Диккенс хихикнул, но потом промолвил:
— Увы, бедный Уиллс! Я знал его, Горацио.
— Надо же, на охоте… — сказал я с напускной печалью.
Словно услышав сигнальную реплику, по Грейвсенд-роуд прогарцевал всадник в красном охотничьем сюртуке, белых бриджах и начищенных до блеска высоких сапогах, ладно сидящий на сером в яблоках горячем жеребце, грызущем удила. Сразу следом за сим благородным господином прогрохотала телега, полная навоза. Мы с Диккенсом переглянулись и одновременно расхохотались. Как в старые добрые времена.
Если не считать того обстоятельства, что сейчас я желал его смерти.
Когда мы отсмеялись, Диккенс сказал:
— Я тут поразмыслил получше над вашим «Лунным камнем», Уилки.
Я весь напрягся, но выдавил слабую улыбку.
Диккенс выставил вперед ладони:
— Нет-нет, друг мой.
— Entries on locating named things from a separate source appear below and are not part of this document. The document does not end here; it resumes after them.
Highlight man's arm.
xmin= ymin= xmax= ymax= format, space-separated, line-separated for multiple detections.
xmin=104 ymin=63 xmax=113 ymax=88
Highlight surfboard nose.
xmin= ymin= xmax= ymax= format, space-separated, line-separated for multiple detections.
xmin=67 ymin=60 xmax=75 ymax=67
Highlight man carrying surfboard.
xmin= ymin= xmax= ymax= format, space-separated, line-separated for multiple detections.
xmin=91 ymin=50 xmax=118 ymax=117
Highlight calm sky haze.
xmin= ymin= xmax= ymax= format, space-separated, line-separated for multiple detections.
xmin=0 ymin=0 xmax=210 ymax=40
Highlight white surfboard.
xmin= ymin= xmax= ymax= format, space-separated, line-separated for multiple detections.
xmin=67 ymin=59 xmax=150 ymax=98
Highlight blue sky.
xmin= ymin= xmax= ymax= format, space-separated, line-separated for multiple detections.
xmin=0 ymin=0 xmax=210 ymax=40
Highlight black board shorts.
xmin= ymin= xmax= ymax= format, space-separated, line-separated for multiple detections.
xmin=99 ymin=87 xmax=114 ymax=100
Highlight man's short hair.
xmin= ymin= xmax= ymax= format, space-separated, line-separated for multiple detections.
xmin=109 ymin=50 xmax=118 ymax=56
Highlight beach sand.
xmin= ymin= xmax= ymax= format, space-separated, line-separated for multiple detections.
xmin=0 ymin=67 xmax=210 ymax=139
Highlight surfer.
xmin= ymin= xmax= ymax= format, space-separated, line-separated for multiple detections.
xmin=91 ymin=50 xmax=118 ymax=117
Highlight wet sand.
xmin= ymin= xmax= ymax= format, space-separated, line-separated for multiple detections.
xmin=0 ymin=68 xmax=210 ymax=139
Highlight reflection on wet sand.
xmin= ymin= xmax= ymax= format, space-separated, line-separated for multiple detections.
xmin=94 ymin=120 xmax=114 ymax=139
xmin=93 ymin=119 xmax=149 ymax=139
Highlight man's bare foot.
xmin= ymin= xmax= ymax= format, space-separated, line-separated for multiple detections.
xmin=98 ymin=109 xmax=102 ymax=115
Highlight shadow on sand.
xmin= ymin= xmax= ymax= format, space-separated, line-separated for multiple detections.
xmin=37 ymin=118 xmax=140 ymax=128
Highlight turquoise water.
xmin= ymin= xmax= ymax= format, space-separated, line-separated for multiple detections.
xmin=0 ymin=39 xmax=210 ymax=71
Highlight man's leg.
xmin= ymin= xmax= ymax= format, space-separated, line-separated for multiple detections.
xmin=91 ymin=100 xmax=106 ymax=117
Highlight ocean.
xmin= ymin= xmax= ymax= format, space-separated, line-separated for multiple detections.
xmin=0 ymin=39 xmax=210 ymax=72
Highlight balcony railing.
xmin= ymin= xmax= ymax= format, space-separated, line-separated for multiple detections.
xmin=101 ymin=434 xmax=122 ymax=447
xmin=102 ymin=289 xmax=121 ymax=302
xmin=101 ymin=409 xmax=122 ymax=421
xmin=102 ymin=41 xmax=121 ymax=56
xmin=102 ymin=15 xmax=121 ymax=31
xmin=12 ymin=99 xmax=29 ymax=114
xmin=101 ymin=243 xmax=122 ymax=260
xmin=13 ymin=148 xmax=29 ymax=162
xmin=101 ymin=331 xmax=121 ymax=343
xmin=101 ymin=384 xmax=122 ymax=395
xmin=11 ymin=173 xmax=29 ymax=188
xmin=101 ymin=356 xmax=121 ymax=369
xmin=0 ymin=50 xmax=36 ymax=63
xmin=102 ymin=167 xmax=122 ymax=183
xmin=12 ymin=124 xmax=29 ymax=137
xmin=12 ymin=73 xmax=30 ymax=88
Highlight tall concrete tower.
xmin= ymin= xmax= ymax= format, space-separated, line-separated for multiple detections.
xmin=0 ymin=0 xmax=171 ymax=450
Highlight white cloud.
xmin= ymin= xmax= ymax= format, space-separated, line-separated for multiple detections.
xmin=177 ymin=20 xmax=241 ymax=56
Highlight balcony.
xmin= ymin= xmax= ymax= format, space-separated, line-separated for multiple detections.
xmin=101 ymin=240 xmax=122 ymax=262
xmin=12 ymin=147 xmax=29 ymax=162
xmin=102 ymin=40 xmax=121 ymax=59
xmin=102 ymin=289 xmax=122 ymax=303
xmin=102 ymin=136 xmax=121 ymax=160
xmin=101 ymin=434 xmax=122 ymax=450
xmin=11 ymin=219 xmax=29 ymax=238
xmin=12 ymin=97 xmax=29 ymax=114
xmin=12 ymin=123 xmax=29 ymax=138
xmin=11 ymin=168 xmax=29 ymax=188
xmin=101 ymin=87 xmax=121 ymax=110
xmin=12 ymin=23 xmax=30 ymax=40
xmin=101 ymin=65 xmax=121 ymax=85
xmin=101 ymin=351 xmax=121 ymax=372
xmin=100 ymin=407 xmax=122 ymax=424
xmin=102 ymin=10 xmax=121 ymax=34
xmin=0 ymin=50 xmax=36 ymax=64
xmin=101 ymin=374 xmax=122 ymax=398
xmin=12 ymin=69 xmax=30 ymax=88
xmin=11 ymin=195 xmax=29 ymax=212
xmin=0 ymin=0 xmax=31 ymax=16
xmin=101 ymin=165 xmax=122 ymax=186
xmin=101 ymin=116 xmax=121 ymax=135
С полным восхищением и профессиональным уважением.
Я продолжал натужно улыбаться.
— Наверное, вы сами этого не сознаете, Уилки, но, возможно, данным сенсационным романом вы положили начало совершенно новому литературному жанру.
— Конечно, я сознаю это, — холодно произнес я, понятия не имея, о чем он говорит.
Казалось, Диккенс меня не услышал.
— Роман, весь сюжет которого вращается вокруг одной-единственной тайны, с поставленным в центр повествования интересным объемным персонажем — сыщиком, причем скорее сыщиком частным, нежели отставным полицейским, — с развитием всех прочих персонажей и достоверным описанием даже самых мелких событий повседневной жизни, вызванных прямыми и побочными последствиями преступления, служащего пружиной главной сюжетной линии… знаете, это новое слово в литературе!
Я скромно кивнул.
— Я решил и сам забабахать нечто подобное, — сказал Диккенс, употребив одно из самых дурацких американских выражений, подхваченных во время последнего турне по Штатам.
В тот момент я ненавидел его лютой ненавистью.
— Вы уже придумали название для своего будущего романа? — услышал я свой голос, звучащий вполне нормально.
Диккенс улыбнулся.
— Я склоняюсь к какому-нибудь незамысловатому названию, дорогой Уилки… ну, например, «Тайна Эдмонда Диккенсона».